Rappelons qu’entre 2005 et 2015, les investissements publicitaires du gouvernement fédéral dans les médias de la presse écrite sont passés de 2,7 milliards$ à 1,4 milliard de dollars, alors que ceux sur des plateformes numériques ont décuplé, passant de 562 millions de dollars à 5,6 milliards. Les GAFA (Google, Amazon, Facebook et Apple) de ce monde accaparent désormais environ 80% du marché publicitaire numérique.

On ne peut prétendre de réellement soutenir une industrie si, de l’autre côté, on continue d’alimenter celle qui la vampirise.

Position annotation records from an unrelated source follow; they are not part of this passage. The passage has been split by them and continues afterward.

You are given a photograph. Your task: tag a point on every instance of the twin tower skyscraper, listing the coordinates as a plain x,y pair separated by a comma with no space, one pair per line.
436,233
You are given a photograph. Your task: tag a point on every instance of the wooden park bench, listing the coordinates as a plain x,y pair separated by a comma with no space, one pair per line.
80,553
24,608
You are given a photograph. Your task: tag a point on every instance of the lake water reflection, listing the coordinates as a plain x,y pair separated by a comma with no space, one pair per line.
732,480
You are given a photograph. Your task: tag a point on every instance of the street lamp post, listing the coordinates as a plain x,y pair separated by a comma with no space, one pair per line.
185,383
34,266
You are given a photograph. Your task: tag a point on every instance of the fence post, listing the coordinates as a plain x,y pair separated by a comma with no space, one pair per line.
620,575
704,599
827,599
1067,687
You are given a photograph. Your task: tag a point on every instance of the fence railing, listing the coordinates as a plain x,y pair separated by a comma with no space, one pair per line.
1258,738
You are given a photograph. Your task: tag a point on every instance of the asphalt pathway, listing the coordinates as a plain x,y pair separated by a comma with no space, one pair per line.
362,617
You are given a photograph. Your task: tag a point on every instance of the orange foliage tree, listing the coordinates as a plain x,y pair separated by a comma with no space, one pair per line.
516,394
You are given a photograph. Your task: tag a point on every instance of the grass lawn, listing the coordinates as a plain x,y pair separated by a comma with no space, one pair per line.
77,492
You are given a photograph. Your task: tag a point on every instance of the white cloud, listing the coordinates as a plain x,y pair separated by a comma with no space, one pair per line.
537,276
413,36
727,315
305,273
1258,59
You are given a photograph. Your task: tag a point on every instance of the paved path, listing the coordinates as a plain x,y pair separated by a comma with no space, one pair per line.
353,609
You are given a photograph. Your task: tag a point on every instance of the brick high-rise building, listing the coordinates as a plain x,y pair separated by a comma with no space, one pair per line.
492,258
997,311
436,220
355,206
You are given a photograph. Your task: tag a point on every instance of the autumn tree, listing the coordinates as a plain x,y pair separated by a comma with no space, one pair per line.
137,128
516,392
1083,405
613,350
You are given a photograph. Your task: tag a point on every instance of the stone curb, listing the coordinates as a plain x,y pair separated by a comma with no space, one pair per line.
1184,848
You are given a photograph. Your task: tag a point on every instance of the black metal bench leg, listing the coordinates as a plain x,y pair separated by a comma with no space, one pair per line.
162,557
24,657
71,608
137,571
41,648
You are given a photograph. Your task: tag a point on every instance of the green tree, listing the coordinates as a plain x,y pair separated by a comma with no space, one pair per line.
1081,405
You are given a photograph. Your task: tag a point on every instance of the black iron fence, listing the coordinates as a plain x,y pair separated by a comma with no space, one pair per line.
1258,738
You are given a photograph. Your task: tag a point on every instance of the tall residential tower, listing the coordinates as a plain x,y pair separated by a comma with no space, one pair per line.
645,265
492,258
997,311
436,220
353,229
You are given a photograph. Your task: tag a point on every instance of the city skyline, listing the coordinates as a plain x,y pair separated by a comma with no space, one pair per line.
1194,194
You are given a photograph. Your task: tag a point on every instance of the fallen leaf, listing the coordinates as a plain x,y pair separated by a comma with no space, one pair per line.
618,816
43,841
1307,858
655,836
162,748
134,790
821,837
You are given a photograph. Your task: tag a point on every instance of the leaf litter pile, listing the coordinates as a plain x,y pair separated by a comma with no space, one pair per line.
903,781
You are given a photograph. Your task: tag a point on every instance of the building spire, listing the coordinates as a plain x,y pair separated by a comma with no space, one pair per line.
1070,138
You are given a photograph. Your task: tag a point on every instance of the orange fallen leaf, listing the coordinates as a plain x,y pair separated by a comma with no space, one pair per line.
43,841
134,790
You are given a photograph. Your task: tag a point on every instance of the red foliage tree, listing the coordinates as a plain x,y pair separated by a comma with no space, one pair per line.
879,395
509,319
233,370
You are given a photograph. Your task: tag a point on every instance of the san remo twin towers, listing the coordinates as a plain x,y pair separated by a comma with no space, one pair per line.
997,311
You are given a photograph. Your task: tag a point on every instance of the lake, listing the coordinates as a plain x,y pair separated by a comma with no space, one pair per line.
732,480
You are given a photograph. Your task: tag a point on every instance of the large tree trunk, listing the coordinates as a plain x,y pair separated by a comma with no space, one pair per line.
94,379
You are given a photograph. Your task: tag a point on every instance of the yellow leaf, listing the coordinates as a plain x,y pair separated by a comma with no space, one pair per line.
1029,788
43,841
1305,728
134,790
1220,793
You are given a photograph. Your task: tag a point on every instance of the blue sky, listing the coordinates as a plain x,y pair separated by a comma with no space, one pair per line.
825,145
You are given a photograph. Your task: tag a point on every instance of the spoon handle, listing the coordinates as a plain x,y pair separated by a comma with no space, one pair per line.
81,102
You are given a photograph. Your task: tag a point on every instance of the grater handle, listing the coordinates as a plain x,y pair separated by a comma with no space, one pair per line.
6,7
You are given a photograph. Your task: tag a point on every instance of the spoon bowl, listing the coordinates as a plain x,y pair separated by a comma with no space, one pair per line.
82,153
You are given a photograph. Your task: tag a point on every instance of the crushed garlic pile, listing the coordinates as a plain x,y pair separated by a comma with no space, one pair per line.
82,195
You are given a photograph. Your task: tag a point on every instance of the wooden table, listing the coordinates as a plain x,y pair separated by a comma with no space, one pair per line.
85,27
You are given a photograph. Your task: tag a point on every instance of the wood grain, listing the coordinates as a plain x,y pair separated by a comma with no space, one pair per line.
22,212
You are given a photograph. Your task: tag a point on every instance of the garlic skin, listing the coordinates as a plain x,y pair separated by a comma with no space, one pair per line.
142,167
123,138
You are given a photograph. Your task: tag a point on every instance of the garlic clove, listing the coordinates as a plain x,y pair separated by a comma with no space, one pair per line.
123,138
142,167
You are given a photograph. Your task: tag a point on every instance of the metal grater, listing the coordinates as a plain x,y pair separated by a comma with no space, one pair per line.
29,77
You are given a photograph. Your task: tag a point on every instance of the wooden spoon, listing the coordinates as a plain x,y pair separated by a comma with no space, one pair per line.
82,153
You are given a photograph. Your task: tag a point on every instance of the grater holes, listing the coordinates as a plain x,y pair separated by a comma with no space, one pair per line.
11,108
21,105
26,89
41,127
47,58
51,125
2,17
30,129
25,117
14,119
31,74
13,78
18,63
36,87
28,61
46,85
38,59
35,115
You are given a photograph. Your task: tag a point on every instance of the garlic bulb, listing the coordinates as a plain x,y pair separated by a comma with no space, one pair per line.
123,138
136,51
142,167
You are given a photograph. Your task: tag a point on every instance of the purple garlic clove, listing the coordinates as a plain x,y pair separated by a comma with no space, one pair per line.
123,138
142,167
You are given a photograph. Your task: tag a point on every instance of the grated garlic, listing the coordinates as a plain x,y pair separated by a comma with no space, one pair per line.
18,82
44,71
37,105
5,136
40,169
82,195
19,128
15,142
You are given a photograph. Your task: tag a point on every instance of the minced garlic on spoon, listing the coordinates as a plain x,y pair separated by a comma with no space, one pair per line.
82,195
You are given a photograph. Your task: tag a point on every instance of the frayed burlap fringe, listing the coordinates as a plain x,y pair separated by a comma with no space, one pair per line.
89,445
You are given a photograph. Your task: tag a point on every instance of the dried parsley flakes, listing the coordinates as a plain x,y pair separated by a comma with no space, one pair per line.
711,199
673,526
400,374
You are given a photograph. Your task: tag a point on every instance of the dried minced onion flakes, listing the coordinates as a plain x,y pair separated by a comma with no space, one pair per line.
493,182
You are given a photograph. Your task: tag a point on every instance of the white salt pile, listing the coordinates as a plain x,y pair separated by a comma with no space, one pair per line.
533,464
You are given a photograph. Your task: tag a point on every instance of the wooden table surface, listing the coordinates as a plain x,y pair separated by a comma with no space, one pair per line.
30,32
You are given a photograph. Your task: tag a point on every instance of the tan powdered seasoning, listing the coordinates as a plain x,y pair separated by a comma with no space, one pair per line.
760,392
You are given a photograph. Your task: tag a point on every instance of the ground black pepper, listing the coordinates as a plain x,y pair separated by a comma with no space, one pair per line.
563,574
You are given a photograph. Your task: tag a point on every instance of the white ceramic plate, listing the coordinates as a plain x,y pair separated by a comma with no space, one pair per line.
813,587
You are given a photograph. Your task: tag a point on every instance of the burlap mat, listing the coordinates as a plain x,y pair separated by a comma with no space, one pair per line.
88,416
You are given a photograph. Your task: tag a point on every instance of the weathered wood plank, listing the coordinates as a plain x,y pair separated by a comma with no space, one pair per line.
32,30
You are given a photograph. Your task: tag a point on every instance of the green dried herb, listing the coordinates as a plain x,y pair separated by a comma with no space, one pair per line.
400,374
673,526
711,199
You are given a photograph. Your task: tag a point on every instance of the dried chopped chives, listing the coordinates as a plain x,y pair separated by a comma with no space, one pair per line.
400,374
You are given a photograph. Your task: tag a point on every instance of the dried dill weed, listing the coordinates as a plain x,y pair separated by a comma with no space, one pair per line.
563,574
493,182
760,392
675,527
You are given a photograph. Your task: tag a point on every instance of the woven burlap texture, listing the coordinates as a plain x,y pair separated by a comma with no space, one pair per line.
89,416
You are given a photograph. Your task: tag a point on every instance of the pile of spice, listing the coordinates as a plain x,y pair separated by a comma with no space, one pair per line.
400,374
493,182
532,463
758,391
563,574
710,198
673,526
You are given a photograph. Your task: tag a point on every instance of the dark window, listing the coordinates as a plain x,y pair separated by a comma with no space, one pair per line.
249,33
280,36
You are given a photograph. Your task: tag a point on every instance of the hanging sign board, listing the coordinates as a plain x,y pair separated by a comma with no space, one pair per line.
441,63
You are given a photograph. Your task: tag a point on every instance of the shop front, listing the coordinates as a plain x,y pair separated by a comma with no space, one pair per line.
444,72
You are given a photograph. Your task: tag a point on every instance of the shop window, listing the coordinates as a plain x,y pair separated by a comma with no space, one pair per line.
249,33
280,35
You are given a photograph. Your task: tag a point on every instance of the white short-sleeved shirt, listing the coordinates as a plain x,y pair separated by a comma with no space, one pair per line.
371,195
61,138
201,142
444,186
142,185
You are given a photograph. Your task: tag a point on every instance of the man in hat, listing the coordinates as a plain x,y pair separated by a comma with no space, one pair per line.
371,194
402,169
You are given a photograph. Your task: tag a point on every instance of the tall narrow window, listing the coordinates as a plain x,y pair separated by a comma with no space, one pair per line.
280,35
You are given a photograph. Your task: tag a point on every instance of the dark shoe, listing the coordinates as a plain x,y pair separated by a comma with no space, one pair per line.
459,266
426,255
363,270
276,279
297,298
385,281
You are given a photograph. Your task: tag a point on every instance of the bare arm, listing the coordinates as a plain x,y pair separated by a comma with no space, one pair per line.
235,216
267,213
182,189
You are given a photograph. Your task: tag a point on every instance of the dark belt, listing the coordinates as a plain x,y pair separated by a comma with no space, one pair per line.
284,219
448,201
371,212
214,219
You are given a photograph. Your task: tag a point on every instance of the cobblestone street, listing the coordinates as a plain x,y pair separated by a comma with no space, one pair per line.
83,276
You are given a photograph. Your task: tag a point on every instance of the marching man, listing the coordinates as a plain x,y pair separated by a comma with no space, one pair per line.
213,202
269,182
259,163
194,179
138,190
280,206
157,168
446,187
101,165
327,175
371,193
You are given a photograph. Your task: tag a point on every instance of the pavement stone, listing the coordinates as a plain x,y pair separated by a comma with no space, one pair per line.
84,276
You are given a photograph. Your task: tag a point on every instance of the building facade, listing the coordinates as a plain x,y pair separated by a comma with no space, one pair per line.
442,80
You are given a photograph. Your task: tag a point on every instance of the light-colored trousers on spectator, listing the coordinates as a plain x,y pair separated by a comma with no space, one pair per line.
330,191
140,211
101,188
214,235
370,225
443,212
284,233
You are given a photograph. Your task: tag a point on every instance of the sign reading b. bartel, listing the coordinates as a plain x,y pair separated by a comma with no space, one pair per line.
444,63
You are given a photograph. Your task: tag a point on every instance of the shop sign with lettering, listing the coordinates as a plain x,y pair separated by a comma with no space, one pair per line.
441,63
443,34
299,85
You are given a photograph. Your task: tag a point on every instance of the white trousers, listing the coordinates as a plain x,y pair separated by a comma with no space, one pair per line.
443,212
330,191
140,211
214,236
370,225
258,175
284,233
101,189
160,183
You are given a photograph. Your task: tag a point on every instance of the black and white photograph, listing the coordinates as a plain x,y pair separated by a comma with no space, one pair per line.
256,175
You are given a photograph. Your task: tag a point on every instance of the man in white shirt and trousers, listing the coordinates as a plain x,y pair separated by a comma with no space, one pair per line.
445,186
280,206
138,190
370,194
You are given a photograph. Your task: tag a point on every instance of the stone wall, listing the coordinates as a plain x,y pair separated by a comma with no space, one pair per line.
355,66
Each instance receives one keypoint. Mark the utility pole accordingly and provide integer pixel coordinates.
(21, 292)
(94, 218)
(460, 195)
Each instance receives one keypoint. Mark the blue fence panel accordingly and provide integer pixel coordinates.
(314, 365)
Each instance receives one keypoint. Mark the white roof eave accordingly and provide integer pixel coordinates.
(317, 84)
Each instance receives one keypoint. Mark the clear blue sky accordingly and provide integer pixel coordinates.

Enfin, rappelons que la sauvegarde des médias n’est pas que l’affaire du gouvernement fédéral. Les entreprises de presse doivent constamment innover pour demeurer pertinentes. Les citoyens doivent aussi faire leur part.

Maintenant, même si on peut se réjouir de savoir les médias enfin entendus, on ne peut crier victoire tout de suite. Il est possible que ces mesures ne se concrétisent pas à temps pour la prochaine campagne électorale, et un autre parti porté au pouvoir aurait le droit de reléguer ces engagements aux oubliettes.

Le travail de sensibilisation doit donc se poursuivre afin que tous réalisent qu’une information de qualité est un bien public.